Avant 2006, les principaux réseaux d’autoroute étaient publics. Les péages servaient, après prélèvement des impôts, à financer l’exploitation, le remboursement de la construction et le développement du réseau. L’Etat ayant vendu ses parts à des entreprises privées, pour un peu plus de 14 milliards d’euros, les contrats avec Eiffage, Vinci et Abertis qui à l’origine s’étalaient sur 20 à 25 ans ont depuis été prolongés et les concessions des principales sociétés autoroutières (APRR, ASF, Cofiroute et Sanef) courent au moins jusqu’à 2032.
Les tarifs des péages sont fixés chaque année (au 1er février) par ces sociétés d’autoroutes, selon des conditions définies par le décret n°95–81 du 24 janvier 1995 relatif aux péages autoroutiers. Ils doivent tenir compte de l’inflation, des investissements (réalisés ou à venir) et de la redevance domaniale versée à l’État (pour la « location » des autoroutes).
Le prix des péages a augmenté de 20% en dix ans tandis que l’inflation n’a augmenté « que » de 11,4%. Où va la différence ?
D’après un rapport de l’Autorité de régulation des activités ferroviaires et routières (Arafer), les bénéfices de ces SCA, en constante augmentation ont bondi de 25 % en 2016, à plus de 2,8 milliards d’euros et ces mêmes sociétés d’autoroute ont reversé plus de 4,7 milliards d’euros de dividendes à leurs actionnaires.
Vinci Autoroutes (ASF, Cofiroute, Escota et Arcour), affiche des bénéfices en hausse de 28,5% sur un an (1,75 milliard d’euros) et des dividendes en progression de 88,5% (près de 4 milliards d’euros !)…
Ces profits se font directement sur le dos des usagers et des salariés :
• En réduisant des effectifs, par exemple en automatisant les péages et en supprimant des emplois aux barrières de péage tout en percevant le CICE (Crédit d’impôt pour la compétitivité et l’emploi)
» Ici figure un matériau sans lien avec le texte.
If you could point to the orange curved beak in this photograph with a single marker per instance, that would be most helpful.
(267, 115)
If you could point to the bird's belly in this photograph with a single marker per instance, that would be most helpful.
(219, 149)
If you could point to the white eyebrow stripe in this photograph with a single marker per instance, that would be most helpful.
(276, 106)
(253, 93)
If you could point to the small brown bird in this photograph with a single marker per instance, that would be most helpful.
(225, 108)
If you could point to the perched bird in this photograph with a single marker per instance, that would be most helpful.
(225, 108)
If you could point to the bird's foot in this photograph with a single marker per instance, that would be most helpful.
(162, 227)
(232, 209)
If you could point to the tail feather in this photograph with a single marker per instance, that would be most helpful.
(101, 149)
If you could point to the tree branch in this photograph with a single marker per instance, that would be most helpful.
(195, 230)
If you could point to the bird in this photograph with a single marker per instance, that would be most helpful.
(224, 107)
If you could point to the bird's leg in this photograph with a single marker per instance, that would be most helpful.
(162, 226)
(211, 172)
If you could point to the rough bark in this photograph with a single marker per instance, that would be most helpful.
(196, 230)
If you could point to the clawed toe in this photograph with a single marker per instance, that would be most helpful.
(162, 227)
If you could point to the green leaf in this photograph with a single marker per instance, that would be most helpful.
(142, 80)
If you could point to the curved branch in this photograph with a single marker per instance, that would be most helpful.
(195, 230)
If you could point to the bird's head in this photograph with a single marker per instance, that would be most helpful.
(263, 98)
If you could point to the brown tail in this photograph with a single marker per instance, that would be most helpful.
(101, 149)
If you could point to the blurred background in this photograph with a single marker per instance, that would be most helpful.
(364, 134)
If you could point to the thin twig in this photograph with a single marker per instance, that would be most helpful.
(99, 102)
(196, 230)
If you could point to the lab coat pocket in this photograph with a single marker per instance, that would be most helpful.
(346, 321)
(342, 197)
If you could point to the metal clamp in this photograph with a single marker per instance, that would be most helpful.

• En faisant appel à leurs propres filiales pour la réalisation de travaux sur leurs réseaux (Vinci ou Eiffage sont aussi et surtout de grands groupes de construction). L’argent investi ne sort alors pas de leurs groupes.
• Par l’augmentation des tarifs des péages, qui représentent 97% des entrées d’argent, augmentation qui va bien au-delà de l’inflation
L’État qui ne souhaite pas de son côté mobiliser le budget nécessaire, serait devenu totalement dépendant des sociétés d’autoroute pour financer les travaux nécessaires à l’entretien et au développement des infrastructures.
Les SCA se réfugient derrière leurs contrats « en béton ». Ceux-ci prévoient que l’inflation et les investissements doivent se traduire par une augmentation des péages.
Le gel de l’augmentation des péages imposée par la ministre Ségolène Royal en 2015 a été répercuté les années suivantes et compte encore pour 0,25 point de pourcentage dans l’augmentation des tarifs prévue cette année.
Comment sortir de ce piège autoroutier ?
L’article 38 de l’accord de 2006 prévoit pourtant qu’au nom de l’intérêt général, « l’État aura le droit de racheter la concession au 1er janvier de chaque année, moyennant un préavis d’un an », et le versement d’indemnités aux sociétés autoroutières.
En cas de rachat, les pouvoirs publics pourraient reprendre la main sur les infrastructures autoroutières, en attendant de renégocier avec d’éventuels concessionnaires.
Sous le gouvernement Valls-Hollande, une commission parlementaire dirigée par le député Jean-Paul Chanteguet a étudié les possibilités de telles renégociations. Mais cette possibilité avait été balayée par le premier ministre de l’époque, peu enclin à augmenter la dette de l’Etat en faisant un gros chèque aux SCA. Refusant ainsi un investissement qui aurait permis d’engranger la rentabilité des autoroutes pour financer, entretenir les réseaux ou développer d’autres modes de transports.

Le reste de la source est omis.